Joe Walsh has dedicated his professional life to service and advocacy. He has advocated on behalf of a wide range of public policy issues and causes, most notably advancing market-based solutions to education reform and urban poverty.
Joe began his career with Jobs For Youth, working in inner-city Chicago teaching high school dropouts basic academic and job skills; he worked on state and local public policy issues with the Heartland Institute, a free market think tank; he ran the Daniel Murphy Scholarship Fund, a Chicago-based privately funded school voucher program which gives high school scholarships to low-income Chicago eighth graders; he helped launch the Legislative Education Action Drive and Americans for Limited Government, national organizations working to get fiscally conservative state legislators elected in targeted states and advance the causes of limited government; he raised funds for and helped advance the cause of school choice for two of the nation’s leading school choice organizations, the American Education Reform Council and the Milton & Rose Friedman Foundation; and he continues to build support for an international charity which uses education and micro-enterprise to deliver Nicaraguan children from poverty, the Fabretto Children’s Foundation.

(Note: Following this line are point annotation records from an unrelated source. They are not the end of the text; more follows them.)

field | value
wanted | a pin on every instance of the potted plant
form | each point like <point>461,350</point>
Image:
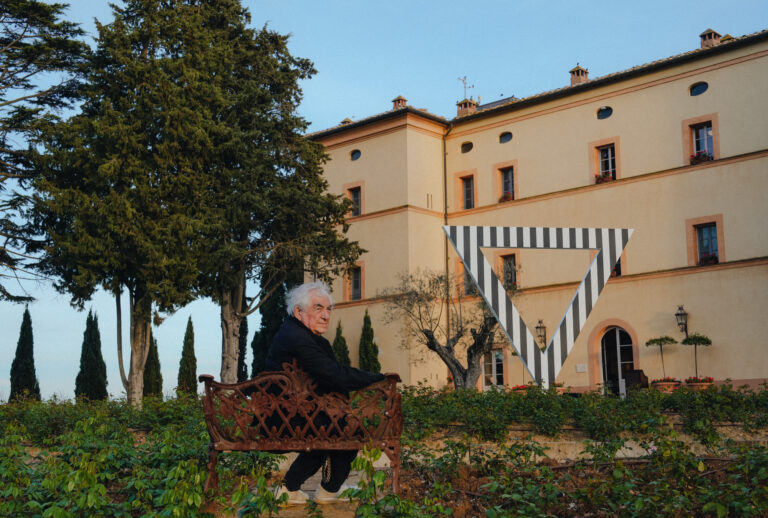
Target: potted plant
<point>665,384</point>
<point>696,339</point>
<point>699,382</point>
<point>661,341</point>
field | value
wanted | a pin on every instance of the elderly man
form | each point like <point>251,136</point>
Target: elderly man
<point>300,337</point>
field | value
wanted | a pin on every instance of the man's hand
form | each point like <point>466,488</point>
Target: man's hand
<point>393,375</point>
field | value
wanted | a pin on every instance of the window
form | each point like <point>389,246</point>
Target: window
<point>607,161</point>
<point>493,369</point>
<point>616,272</point>
<point>703,143</point>
<point>355,194</point>
<point>468,192</point>
<point>604,112</point>
<point>467,283</point>
<point>507,183</point>
<point>705,240</point>
<point>706,244</point>
<point>509,271</point>
<point>698,88</point>
<point>355,283</point>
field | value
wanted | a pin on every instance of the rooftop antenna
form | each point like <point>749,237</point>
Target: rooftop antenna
<point>466,86</point>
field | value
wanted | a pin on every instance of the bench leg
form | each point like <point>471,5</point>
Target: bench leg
<point>394,462</point>
<point>213,478</point>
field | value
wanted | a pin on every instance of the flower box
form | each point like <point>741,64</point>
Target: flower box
<point>666,385</point>
<point>699,383</point>
<point>708,260</point>
<point>603,178</point>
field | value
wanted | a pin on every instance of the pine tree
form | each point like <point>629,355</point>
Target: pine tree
<point>91,381</point>
<point>187,382</point>
<point>272,316</point>
<point>340,349</point>
<point>242,368</point>
<point>41,53</point>
<point>369,351</point>
<point>153,378</point>
<point>23,378</point>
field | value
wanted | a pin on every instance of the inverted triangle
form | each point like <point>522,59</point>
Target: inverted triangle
<point>543,366</point>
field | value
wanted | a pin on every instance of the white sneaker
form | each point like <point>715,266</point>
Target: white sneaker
<point>326,497</point>
<point>297,497</point>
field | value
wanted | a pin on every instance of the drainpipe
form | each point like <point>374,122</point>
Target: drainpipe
<point>445,243</point>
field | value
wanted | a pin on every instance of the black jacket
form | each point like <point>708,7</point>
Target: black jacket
<point>314,353</point>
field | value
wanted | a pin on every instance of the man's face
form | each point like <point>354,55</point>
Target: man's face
<point>317,314</point>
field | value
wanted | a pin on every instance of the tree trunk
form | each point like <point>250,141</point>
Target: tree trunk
<point>140,328</point>
<point>231,301</point>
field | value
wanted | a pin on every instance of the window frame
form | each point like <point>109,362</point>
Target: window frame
<point>497,360</point>
<point>498,261</point>
<point>499,183</point>
<point>594,158</point>
<point>691,226</point>
<point>459,189</point>
<point>349,292</point>
<point>689,144</point>
<point>348,188</point>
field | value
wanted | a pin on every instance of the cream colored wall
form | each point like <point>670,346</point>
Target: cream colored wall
<point>658,194</point>
<point>380,166</point>
<point>425,169</point>
<point>551,140</point>
<point>656,208</point>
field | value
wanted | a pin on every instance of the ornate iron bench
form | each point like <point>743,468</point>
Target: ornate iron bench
<point>279,412</point>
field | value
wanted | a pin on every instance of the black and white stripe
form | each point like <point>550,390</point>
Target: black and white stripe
<point>543,366</point>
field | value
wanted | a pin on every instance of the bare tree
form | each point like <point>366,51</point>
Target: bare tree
<point>437,314</point>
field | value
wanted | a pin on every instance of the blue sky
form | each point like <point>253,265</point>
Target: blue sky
<point>367,53</point>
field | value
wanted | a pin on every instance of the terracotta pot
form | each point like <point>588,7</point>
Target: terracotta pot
<point>665,386</point>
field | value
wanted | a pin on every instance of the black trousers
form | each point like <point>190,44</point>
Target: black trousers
<point>307,464</point>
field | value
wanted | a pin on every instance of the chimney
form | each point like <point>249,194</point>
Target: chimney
<point>399,102</point>
<point>466,107</point>
<point>579,75</point>
<point>709,38</point>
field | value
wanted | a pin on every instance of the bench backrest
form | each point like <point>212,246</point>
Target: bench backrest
<point>280,411</point>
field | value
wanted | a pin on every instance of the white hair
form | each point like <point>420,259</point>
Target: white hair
<point>300,295</point>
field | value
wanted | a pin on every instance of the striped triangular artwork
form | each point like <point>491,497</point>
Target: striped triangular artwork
<point>609,243</point>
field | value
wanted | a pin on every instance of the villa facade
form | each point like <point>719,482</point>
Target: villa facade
<point>676,149</point>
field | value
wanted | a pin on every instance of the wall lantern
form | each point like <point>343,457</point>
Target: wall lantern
<point>682,320</point>
<point>541,333</point>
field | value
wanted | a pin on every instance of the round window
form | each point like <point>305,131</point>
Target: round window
<point>604,112</point>
<point>699,88</point>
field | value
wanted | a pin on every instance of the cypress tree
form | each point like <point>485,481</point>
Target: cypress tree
<point>187,382</point>
<point>242,368</point>
<point>153,378</point>
<point>23,378</point>
<point>91,381</point>
<point>340,349</point>
<point>369,351</point>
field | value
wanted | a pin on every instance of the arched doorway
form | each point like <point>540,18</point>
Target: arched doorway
<point>616,354</point>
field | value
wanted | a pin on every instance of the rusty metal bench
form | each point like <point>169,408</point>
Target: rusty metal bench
<point>279,411</point>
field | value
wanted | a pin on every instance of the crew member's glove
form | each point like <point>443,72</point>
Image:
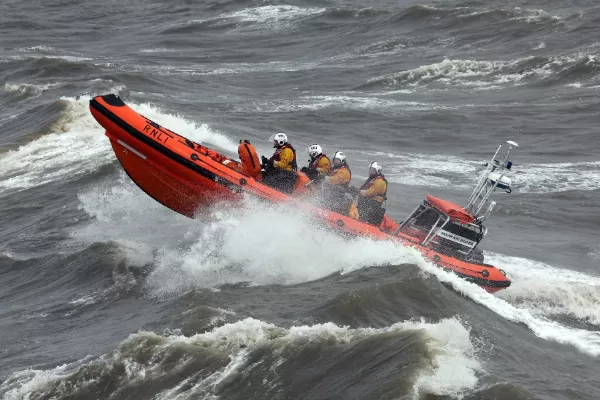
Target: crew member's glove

For the past couple of years, Joe has worked with local groups focused on raising early stage investment capital for new and small businesses and entrepreneurs. He has also consulted with the United Republican Fund, an Illinois-based state PAC helping to elect Republican state legislators.
Joe has a BA in English from the University of Iowa and a Masters in Public Policy from the University of Chicago. He has taught American government and American history at the community college level for a number of years, at Oakton Community College and the Hebrew Theological Institute.
Joe has run spirited campaigns for elected office twice, first as a Republican candidate for the United States Congress in 1996 and then as a Republican candidate for the Illinois State House in 1998.
As a life-long advocate for limited government and a vibrant private sector, Joe is troubled by the recent rapid growth of government spending and involvement in our lives. This concern has convinced him to move back to McHenry, IL, and run for the U.S. Congress. He intends to be a loud, forceful voice against this expanding government which will stifle economic growth and bankrupt our children and grandchildren.
Joe was born and raised in the heart of the Eighth District, growing up in a family of nine children. He and his wife Helene together have five children.